A month-and-a-half ahead of time, summer has arrived across Spain.
Practically the whole country is now feeling the high temperatures that first hit on Saturday as a result of the arrival of a mass of hot, dry air loaded with Saharan dust.
Wednesday is set to be the worst day, with temperatures of over 30ºC predicted across almost the whole country and highs of anything up to 42ºC in southern areas.
The Aemet state weather agency has issued heat warnings in 23 of Spain’s 50 provinces
The Aemet state weather agency has issued heat warnings in 23 of Spain’s 50 provinces – the majority of them yellow, the lowest in the three-level scale. But orange alerts, the second highest, have been issued in Seville and Córdoba – where temperatures are expected to hover close to or over 40ºC – and on the Canary Islands of Fuerteventura, Gran Canaria and Lanzarote, where thermometers will hit 38ºC. Temperatures of at least 35ºC are expected in other provinces.
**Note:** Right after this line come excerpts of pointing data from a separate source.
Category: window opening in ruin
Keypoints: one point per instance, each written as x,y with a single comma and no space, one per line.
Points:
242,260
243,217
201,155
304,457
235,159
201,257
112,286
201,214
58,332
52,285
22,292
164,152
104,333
As well as those areas on orange alert, the places expected to suffer the highest temperatures are Jaén, Huelva and Toledo (39ºC), Ciudad Real (38ºC), Teruel, Zaragoza, Albacete and Madrid (37ºC) and Huesca, Cuenca, Tarragona, Navarre and Valencia (36ºC). Meanwhile, thermometers in Guadalajara, Barcelona, Girona, Lleida, El Hierro, La Gomera, La Palma and Tenerife are predicted to touch 34ºC.
Seasonal temperature records are expected to be broken in many cases. Aemet spokeswoman Ana Casals says the current levels are “between seven and 15 degrees higher than usual, practically across the entire Iberian peninsula.”
For instance, the previous highest temperature recorded in Seville in May, according to the current statistical series, which began in 1981, was on May 12, 1999, when thermometers hit 39.1ºC. Thus, if forecasts are correct, the Andalusian capital will on Wednesday record its hottest May day in 30 years. And many other major cities are expected to do the same, including Madrid.
Even so, the phenomenon cannot technically be described as a heatwave, because that requires three straight days of significantly above-average heat, Casals explains. This will only happen in the Canary Islands, where “there will be a heat wave between May 11 and 16.”
After Wednesday, she says an “anticyclone will allow an area of low pressure to enter” from the northwest, which will bring a general drop in temperatures and rain.
“Friday will be cooler, but by then temperatures will have risen so much that, even if they drop, they will remain high,” she warns.